Fallen trees and debris are clogging the Mokelumne River, and Woodbridge Irrigation District Manager Andy Christensen, along with property owners along the river, are pointing the finger at the East Bay Municipal Utility District.

According to Christensen, during the heavy 2016-17 flood year, EBMUD made releases out of the Camanche Dam that were right up to their allowable limit of 5,000 cubic feet per second, which knocked several trees and debris into the river and caused damage to surrounding properties .

“There has been a lot of damage to the river,” Christensen said. “On the west and south banks of the river, as it goes through the golf course and all the way down to Peltier Road, we’ve lost a lot of the shading trees that were in there.”

According to EBMUD spokesperson Alison Kastama, there was quite a lot of precipitation that required that amount of water to be released, and It would’ve had to be released at some point in time. It’s very hard to predict how much rainfall and precipitation will happen, and so at anytime when they’re releasing that high level 5,000 cfs that’s challenging but it is something that the river can hold, Kastama said.

The stretch of river from Lower Sacramento Road to Peltier Road is clogged with trees and debris breaking down the capacity of the river, and a tree blocking the river has caused a sand bar to form below the Woodbridge Dam altering water flow, Christensen said. With the restricted river flows and reduction in shade, he worries about how fish will be affected.

“It’s looks like this year with the reservoirs that are full above us, that we may have high flood flow conditions similar to that of 2016,” Christensen said.

If the dam goes up to 5,000 cfs again in the fall and winter, Christensen is worried it could cause more damage to the river and potential flooding of the land downstream from the Woodbridge Dam.

Since the damage from last time, no one has done anything to remove the blockages from the river and Christensen feels as though EBMUD make the effort to help clean it up. He suggested they form a clean program where they go in and selectively remove the fallen trees and debris that are blocking river flows. While the Camanche Dam has a 5,000 cfs release capability, the river cannot handle that kind of flow under its current condition unless it is maintained, Christensen said.

However Kastama said its hard to necessarily assume that trees fell just because of the releases, and the responsibility of the clean up ultimately falls on the owners of the property from which the trees fell. There is a lot of permitting required to do clean up on the river, and EBMUD has met with property owners along the river to assist with the permitting process, she said.

“That wet winter leading into 2017, last January, February and March, we had one of largest amounts of precipitation on record, so we did in fact operate within the parameters of that flow control operation and allowed releases that were necessary to continue the flood protection downstream,” Kastama said.

According to Kastama, EBMUD did a great deal to notify property owners along the river and alert them to the releases.

“We really do want people to know that we’re operating there as a benefit to those downstream property owners,” Kastama said. “Having that reservoir is basically enabling us to smooth the impact of that heavy precipitation because we have possibly 200,000 acred feet of extra storage in that reservoir in order to hold back floodwaters that otherwise would flow down stream.”

Even though EBMUD releases fell within the allowable limit, Lodi resident Jim Eilers, who owns a winery and vineyard 1 mile west of the Woodbridge Dam, felt that it was still too much water to release downstream.

“It’s just too much water to go down the river, and you’ve got way too much debris in the river that kind of dam things up and it doesn’t flow as well,” Eilers said.
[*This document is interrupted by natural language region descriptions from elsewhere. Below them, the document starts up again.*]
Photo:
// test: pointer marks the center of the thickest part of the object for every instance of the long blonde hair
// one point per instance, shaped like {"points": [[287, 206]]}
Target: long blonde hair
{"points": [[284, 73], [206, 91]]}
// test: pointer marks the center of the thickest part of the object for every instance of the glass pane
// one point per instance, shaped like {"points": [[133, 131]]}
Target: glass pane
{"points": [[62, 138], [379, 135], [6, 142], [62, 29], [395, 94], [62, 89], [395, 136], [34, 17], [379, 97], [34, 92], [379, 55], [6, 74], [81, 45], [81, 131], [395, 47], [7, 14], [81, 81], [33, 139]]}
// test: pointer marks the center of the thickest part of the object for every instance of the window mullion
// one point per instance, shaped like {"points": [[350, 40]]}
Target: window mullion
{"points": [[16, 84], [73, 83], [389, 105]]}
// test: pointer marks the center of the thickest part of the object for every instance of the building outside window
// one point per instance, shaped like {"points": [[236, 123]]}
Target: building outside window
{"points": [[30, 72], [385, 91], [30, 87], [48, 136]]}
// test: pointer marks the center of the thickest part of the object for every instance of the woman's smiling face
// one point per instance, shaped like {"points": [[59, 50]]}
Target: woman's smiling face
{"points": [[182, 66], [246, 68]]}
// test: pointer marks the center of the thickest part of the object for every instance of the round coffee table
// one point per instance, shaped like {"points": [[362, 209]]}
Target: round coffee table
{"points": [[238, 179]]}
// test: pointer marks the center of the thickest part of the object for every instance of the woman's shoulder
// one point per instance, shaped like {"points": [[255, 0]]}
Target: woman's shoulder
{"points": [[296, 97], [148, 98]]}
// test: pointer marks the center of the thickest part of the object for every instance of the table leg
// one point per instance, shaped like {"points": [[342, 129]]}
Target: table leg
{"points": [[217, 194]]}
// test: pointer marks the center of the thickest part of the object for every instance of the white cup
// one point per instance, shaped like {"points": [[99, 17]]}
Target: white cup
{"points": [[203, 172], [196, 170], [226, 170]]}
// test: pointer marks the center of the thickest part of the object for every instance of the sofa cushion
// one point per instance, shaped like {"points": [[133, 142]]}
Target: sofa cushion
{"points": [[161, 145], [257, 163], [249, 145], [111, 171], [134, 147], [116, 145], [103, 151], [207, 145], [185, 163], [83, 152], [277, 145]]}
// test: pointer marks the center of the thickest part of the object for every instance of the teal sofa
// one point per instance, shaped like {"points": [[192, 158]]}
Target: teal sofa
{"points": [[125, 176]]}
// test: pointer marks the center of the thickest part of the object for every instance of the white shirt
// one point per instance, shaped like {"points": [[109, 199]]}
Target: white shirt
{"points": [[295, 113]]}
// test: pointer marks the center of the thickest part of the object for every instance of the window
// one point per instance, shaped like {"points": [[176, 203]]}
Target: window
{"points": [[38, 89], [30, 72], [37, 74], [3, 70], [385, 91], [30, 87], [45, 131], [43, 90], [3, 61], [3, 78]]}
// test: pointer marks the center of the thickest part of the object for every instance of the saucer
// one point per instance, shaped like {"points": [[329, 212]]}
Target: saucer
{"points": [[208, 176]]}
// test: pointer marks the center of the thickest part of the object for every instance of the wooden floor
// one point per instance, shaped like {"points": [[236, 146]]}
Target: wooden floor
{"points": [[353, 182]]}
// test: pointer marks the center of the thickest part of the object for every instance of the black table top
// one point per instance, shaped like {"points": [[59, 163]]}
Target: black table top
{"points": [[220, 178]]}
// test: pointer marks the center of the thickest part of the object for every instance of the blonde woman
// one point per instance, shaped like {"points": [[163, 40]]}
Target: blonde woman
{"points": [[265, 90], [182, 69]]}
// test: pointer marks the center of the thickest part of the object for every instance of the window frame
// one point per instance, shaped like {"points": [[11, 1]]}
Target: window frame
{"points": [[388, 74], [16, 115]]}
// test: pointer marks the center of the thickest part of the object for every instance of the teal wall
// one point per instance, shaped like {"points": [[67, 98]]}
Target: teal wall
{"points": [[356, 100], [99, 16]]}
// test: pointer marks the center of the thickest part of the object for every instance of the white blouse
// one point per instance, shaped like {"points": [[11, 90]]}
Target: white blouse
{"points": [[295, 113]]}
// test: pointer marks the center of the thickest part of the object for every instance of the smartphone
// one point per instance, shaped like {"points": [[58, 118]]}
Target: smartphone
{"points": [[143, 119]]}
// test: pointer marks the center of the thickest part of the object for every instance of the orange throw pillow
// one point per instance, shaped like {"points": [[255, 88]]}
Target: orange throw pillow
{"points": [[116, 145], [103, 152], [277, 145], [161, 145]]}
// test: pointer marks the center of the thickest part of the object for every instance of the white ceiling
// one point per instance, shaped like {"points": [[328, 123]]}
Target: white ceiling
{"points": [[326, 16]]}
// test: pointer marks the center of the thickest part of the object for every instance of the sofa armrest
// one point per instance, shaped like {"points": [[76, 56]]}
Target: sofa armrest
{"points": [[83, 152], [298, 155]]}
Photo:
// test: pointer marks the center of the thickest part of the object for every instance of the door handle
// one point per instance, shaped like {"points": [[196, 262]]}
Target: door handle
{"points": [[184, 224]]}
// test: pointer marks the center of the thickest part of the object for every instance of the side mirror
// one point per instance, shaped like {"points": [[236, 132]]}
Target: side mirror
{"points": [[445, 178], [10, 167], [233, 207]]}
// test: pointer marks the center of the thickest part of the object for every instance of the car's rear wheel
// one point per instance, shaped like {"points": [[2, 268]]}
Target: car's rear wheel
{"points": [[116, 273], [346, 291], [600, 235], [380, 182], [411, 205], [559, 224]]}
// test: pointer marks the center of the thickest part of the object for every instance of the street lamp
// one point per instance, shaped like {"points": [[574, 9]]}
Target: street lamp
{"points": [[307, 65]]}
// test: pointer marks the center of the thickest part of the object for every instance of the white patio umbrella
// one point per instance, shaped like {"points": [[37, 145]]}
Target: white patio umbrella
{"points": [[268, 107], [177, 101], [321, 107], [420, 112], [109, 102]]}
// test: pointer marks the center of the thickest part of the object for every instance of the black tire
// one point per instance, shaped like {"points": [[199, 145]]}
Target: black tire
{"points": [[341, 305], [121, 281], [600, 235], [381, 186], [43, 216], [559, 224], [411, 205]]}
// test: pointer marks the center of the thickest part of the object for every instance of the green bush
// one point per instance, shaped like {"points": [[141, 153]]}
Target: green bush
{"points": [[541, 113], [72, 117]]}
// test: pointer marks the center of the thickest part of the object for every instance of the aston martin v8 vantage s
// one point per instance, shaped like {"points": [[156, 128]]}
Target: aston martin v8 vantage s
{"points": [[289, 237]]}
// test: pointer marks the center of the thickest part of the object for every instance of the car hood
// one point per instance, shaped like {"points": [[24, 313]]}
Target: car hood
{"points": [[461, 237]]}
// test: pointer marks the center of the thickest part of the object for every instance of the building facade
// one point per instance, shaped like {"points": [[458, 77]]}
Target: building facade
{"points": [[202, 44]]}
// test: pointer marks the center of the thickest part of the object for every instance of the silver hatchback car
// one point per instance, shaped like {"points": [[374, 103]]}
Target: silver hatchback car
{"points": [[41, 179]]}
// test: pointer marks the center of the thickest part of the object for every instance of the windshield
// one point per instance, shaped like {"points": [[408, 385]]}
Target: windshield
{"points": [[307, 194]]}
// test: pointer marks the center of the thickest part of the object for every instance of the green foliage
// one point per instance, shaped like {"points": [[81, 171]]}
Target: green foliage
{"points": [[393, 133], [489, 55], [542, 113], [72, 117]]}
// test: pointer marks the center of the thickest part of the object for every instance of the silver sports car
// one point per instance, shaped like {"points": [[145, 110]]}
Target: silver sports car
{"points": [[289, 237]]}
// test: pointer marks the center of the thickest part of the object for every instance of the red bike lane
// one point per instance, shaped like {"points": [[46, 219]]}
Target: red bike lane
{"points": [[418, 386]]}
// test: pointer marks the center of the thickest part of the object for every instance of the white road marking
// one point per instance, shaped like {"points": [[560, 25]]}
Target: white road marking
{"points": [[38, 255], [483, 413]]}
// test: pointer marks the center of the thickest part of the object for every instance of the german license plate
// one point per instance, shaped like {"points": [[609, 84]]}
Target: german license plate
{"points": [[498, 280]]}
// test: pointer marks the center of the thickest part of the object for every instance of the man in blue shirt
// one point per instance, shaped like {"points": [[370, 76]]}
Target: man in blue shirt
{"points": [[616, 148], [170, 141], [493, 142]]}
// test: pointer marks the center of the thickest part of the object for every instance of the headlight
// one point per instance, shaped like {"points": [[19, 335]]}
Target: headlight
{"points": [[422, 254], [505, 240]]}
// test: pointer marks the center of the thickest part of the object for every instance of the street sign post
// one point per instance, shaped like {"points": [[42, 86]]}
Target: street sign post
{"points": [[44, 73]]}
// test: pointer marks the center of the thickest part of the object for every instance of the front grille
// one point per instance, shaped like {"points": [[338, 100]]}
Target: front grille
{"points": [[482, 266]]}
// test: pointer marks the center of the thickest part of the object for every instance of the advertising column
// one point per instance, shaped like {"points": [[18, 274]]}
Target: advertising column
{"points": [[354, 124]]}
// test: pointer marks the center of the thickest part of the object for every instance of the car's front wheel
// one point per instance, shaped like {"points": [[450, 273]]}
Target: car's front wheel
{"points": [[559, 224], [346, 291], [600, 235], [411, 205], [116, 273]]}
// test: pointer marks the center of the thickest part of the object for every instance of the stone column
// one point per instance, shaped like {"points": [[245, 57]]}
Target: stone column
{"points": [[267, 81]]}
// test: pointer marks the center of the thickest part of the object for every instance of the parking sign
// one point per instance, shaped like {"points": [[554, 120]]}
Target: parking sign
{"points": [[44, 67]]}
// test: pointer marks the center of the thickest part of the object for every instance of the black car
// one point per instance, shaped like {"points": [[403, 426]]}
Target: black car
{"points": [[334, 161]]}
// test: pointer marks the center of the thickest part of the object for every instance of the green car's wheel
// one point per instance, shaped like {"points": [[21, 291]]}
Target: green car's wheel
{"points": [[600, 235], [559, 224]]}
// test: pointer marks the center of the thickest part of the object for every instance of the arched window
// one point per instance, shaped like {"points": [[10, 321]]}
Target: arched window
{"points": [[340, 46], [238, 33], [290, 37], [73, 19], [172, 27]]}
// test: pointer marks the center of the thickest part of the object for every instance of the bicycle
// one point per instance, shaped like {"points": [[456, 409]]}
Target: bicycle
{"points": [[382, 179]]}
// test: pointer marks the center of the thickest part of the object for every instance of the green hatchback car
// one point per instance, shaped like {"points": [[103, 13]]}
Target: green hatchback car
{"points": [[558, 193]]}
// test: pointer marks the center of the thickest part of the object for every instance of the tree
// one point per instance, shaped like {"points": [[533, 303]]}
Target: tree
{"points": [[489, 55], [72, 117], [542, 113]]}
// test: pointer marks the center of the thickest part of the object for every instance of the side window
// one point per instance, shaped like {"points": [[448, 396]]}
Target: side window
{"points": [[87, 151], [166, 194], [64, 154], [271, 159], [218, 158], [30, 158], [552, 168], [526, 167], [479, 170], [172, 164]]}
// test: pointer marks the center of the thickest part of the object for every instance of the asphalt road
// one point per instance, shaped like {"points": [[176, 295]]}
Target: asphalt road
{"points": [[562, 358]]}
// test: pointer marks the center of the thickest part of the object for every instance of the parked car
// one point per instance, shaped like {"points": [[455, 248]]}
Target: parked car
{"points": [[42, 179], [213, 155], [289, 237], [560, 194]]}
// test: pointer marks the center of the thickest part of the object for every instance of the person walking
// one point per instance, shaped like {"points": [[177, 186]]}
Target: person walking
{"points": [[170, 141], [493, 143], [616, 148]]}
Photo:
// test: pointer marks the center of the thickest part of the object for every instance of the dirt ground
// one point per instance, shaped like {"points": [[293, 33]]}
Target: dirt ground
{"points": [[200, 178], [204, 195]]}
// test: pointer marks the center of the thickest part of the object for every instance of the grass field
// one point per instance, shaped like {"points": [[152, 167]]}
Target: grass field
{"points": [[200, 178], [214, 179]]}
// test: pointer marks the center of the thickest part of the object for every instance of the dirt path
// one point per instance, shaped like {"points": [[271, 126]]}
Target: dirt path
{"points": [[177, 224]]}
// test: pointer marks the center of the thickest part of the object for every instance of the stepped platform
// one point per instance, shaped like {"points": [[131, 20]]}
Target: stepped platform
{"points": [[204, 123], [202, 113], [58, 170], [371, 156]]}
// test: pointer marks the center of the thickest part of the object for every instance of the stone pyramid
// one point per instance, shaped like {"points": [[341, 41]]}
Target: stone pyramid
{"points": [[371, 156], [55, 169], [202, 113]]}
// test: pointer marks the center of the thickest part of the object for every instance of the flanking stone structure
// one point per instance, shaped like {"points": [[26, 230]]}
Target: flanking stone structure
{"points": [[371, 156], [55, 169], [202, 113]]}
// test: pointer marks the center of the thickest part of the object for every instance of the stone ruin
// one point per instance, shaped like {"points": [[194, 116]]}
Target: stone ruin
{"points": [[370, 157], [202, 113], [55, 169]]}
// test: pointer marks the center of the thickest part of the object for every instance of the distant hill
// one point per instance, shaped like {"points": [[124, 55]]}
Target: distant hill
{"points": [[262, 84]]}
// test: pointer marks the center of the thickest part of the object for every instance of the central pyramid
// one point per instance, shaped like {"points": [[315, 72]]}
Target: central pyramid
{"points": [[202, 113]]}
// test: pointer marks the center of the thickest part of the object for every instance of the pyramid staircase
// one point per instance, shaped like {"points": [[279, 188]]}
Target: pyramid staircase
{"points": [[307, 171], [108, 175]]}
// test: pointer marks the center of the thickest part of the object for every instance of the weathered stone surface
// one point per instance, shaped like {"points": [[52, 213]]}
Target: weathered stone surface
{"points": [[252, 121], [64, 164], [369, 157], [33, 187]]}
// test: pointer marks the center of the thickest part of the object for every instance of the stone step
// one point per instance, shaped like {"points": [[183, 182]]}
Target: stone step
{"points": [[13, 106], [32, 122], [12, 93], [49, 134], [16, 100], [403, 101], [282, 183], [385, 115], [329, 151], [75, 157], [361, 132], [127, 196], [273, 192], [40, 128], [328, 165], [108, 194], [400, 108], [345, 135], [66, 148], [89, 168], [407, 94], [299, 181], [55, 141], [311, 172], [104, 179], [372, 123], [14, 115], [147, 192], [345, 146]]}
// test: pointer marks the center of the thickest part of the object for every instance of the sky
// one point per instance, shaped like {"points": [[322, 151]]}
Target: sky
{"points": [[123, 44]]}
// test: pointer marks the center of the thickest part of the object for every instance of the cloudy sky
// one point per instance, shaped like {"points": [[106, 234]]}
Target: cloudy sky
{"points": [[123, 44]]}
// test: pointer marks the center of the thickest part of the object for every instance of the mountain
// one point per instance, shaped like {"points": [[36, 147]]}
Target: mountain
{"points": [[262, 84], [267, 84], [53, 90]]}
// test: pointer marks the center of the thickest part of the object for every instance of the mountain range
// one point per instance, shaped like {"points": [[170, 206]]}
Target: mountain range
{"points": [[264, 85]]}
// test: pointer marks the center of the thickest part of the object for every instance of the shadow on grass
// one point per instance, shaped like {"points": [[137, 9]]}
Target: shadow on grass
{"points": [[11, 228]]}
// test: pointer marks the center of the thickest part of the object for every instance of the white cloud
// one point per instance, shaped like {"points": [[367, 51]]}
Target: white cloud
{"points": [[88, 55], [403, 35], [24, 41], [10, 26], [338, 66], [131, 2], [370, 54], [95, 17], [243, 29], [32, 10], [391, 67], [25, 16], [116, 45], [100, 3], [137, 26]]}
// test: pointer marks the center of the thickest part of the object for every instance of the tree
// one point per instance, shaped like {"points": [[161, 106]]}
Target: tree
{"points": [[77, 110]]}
You just can’t have that 5,000 cfs coming down the Mokelumne River; its not built for that anymore. It can’t handle it, so then it a destroys a crop like mine.”

As a result of the releases, Eilers’s vineyard was flooded. He lost his entire crop which was about $200,000. He was also forced to spend about $75,000 to fix the levees around his property and make repairs. Eilers feels that EBMUD owes all the property owners along the river who suffered damage some sort of reimbursement.

“They owe me something,” he said.

According to Eilers, several 200-year-old trees fell into the river due to the releases. Over the year, releases from the Camanche Dam have flooded him out several times, costing him hundreds of thousands of dollars.